Florida Sober Home Operators Indicted For Health Care Fraud

The three sober home operators named in the indictment allegedly collected $13 million from the scheme.

A sober home in Miami was the site of health care fraud, according to a Department of Justice indictment. The three people named in the indictment allegedly ran a facility that put profit over recovery, collecting $13 million from the scheme.

According to the Miami Herald, Safe Haven Recovery Inc. was involved in fraudulent activity between July 2014 and July 2019, in the guise of a substance abuse treatment facility.
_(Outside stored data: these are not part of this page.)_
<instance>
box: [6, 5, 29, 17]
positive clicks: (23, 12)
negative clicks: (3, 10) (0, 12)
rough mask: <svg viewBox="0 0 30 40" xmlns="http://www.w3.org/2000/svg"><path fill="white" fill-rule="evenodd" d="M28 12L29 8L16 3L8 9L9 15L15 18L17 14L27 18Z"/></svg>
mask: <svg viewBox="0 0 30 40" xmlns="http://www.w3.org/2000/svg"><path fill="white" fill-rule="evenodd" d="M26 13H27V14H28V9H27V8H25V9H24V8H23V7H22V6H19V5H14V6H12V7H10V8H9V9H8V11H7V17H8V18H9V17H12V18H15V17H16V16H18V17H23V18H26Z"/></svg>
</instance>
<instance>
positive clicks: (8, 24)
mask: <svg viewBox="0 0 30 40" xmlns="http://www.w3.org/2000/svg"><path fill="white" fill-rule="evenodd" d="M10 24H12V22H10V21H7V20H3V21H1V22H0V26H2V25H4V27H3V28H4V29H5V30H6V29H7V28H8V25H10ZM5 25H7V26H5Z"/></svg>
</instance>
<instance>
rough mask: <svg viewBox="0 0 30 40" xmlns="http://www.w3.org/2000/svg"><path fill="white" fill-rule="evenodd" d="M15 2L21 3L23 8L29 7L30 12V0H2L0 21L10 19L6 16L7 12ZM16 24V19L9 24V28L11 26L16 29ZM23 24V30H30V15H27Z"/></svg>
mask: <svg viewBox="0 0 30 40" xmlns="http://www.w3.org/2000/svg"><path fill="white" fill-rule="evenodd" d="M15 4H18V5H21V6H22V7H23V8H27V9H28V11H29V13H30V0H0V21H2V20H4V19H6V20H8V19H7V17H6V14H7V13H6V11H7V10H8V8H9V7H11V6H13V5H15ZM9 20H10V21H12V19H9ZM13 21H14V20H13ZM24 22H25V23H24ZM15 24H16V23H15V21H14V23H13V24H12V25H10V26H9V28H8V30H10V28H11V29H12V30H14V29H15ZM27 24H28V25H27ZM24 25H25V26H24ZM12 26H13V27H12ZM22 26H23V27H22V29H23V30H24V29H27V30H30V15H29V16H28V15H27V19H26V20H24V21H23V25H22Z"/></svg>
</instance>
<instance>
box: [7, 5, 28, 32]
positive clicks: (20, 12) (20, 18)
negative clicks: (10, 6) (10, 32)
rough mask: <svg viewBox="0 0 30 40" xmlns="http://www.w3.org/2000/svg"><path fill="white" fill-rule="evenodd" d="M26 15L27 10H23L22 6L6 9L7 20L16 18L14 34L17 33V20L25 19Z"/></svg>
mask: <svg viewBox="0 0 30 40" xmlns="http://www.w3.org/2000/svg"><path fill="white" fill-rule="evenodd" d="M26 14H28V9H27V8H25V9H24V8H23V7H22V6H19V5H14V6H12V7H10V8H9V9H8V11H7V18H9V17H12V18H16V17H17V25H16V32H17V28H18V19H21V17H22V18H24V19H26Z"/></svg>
However, Safe Haven failed to provide a substance-free environment.

Patient Brokering & Kickbacks

Under the alleged direction of Peter Port, president of Safe Haven, and Brian Dublynn, his second in command, the facility would pay people to come to Safe Haven so they could bill private health insurance companies for substance use disorder treatment services that were either not performed or were not necessary, according to the Herald.

The third individual named in the indictment, Jennifer Sanford, was a marketer for Safe Haven who recruited people to come to the facility.
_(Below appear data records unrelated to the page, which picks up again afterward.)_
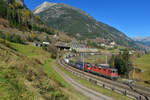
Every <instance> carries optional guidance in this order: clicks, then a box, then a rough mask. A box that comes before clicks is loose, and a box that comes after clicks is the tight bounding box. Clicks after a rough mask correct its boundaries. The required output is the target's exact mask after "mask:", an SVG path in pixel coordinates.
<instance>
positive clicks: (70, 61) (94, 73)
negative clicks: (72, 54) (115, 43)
mask: <svg viewBox="0 0 150 100" xmlns="http://www.w3.org/2000/svg"><path fill="white" fill-rule="evenodd" d="M64 61H65V63H66V64H68V65H70V66H72V67H75V68H78V69H80V70H83V71H86V72H89V73H92V74H96V75H99V76H103V77H105V78H108V79H111V80H116V79H118V71H117V69H115V68H111V67H109V66H107V65H103V64H90V63H83V62H75V61H72V60H69V59H68V58H65V59H64Z"/></svg>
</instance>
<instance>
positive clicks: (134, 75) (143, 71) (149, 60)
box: [133, 54, 150, 87]
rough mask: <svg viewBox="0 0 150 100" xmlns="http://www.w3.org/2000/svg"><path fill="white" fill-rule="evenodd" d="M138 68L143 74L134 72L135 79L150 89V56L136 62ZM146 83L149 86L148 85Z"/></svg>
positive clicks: (140, 58) (138, 58) (138, 59)
mask: <svg viewBox="0 0 150 100" xmlns="http://www.w3.org/2000/svg"><path fill="white" fill-rule="evenodd" d="M134 65H135V67H136V68H138V69H140V70H141V72H136V71H135V72H134V73H133V74H134V76H133V77H134V78H136V79H137V80H138V81H137V82H138V83H140V84H143V85H146V86H149V87H150V54H148V55H144V56H141V57H139V58H137V59H136V60H135V61H134ZM146 81H147V82H149V84H146Z"/></svg>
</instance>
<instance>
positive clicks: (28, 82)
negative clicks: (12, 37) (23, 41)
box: [0, 40, 87, 100]
mask: <svg viewBox="0 0 150 100" xmlns="http://www.w3.org/2000/svg"><path fill="white" fill-rule="evenodd" d="M53 61H54V60H53V59H51V58H50V53H49V52H46V51H44V50H42V49H41V48H39V47H34V46H31V45H22V44H16V43H11V42H4V41H3V40H1V41H0V100H87V98H85V97H84V96H83V95H82V94H80V93H78V92H76V91H75V90H74V89H73V88H72V87H71V86H70V85H68V83H66V82H65V81H64V80H63V79H62V78H61V77H60V76H59V75H58V74H57V72H55V71H54V70H53V69H52V68H51V66H52V62H53ZM70 91H71V92H70ZM77 96H78V97H77Z"/></svg>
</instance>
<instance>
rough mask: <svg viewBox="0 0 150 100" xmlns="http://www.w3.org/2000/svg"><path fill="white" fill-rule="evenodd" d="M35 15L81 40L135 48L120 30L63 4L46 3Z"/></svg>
mask: <svg viewBox="0 0 150 100" xmlns="http://www.w3.org/2000/svg"><path fill="white" fill-rule="evenodd" d="M33 13H34V14H37V15H39V16H40V17H41V18H42V19H43V20H44V21H45V22H46V23H47V24H48V25H49V26H51V27H53V28H56V29H58V30H61V31H63V32H65V33H66V34H67V35H69V36H71V37H76V38H77V39H79V40H88V39H90V40H93V39H95V38H98V39H99V40H105V42H111V41H115V42H116V43H117V44H119V45H123V46H127V47H135V46H136V44H135V43H134V41H133V40H132V39H130V38H129V37H127V36H126V35H125V34H124V33H122V32H120V31H119V30H117V29H115V28H113V27H111V26H109V25H107V24H104V23H102V22H98V21H96V20H95V19H94V18H93V17H91V16H90V15H89V14H88V13H86V12H84V11H82V10H80V9H78V8H74V7H71V6H69V5H66V4H63V3H50V2H44V3H43V4H41V5H40V6H38V7H37V8H36V9H35V10H34V11H33Z"/></svg>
The defendants caused not only Safe Haven to submit false and fraudulent claims to health insurance plans, but several clinical laboratories as well, for treatment services and laboratory tests that were not provided or necessary.

The three defendants were arrested on September 13 and posted bond by September 23.

Safe Haven Defendants Were Among Dozens Charged In Massive Investigation

Each defendant was charged with one count of conspiracy to commit health care fraud and wire fraud and four counts of health care fraud. Port and Dublynn were also each charged with one count of conspiracy to commit money laundering and five counts of money laundering. If convicted, they could each face at least 20 years in prison, according to the Herald.

They were among dozens of people charged in a federal investigation of health care fraud throughout Florida and Georgia that resulted in more than $160 million in fraudulent billings.